The planetarium will be closed for upgrades Sep. 6–Oct. 20. Details.
Camels haven’t always been restricted to Africa and Asia. In fact, they originated in North America! Now, new evidence suggests that one of their earlier ancestors lived in the Arctic.
During the mid-Pliocene, about 3.5 million years ago, Earth’s average temperature was 2-3°C warmer than current levels, and the Arctic was a whopping 14°-22°C warmer than the temperatures in this region today. Earth didn’t even have a polar ice cap! Covered in a boreal-type forest environment, not tundra, the Arctic nonetheless experienced long periods of chilly darkness. Doesn’t sound like camel country…
For several years, researcher Natalia Rybczynski of the Canadian Museum of Nature worked with colleagues to collect fossils on Ellesmere Island, the northernmost island in Canada. They recently discovered 30 bone fragments which researchers determined to belong to the tibia bone of an ancient mammal’s leg.
To determine the animal species to which the tibia belonged, Rybczynski and her team utilized a fairly new technique called “collagen fingerprinting.” Minute amounts of collagen, the dominant protein found in bone, were extracted from the fossils. Using chemical markers for the peptides that make up collagen, the scientists developed a collagen profile. They then compared this profile to those of 37 modern mammal species, as well as that of a fossil camel found in the Yukon.
The collagen profile for the High Arctic camel most closely matched those of modern camels, specifically dromedaries (camels with one hump), as well as the Yukon giant camel, which is thought to be Paracamelus, the ancestor of modern camels.
“We now have a new fossil record to better understand camel evolution, since our research shows that the Paracamelus lineage inhabited northern North America for millions of years, and the simplest explanation for this pattern would be that Paracamelus originated there,” explains Rybczynski. “So perhaps some specializations seen in modern camels, such as their wide flat feet, large eyes and humps for fat may be adaptations derived from living in a polar environment.”

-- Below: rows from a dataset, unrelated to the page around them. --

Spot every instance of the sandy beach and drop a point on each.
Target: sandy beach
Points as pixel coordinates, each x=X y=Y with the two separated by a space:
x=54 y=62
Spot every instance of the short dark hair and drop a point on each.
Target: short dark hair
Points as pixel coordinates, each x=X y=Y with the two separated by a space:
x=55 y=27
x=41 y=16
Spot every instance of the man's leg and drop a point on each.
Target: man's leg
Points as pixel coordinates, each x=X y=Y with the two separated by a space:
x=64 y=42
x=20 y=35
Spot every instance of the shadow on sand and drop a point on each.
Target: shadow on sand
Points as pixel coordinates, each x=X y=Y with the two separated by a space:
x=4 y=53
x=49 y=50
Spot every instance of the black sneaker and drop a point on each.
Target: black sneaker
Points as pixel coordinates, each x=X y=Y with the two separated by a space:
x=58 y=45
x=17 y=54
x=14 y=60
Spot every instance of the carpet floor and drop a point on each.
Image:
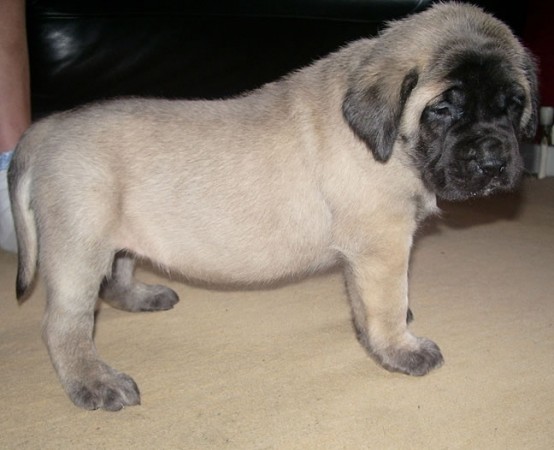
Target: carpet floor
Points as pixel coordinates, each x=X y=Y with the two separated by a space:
x=281 y=368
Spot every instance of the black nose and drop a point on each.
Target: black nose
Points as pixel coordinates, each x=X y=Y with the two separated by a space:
x=492 y=167
x=492 y=162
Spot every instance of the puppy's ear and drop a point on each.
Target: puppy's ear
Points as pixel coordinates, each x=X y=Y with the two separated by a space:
x=374 y=112
x=529 y=129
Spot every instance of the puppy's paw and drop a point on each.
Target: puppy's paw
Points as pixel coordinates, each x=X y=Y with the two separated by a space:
x=156 y=298
x=112 y=391
x=417 y=360
x=139 y=297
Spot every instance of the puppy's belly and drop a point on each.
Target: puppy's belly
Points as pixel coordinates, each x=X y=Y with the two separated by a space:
x=230 y=249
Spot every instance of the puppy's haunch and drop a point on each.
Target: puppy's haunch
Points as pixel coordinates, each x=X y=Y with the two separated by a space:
x=334 y=164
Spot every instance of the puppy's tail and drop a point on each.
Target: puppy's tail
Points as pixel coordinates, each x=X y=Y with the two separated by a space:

Other researchers agree that the camels’ adaptations may hold Arctic originations. Christine Janis from Brown University is quoted in Science News saying:
Many camel characteristics, such as long legs for efficient walking and fat-storing humps, may be adaptations to living in environments like the Arctic, where food is sparse and distributed at distant intervals.
The study was published earlier this week in Nature Communications.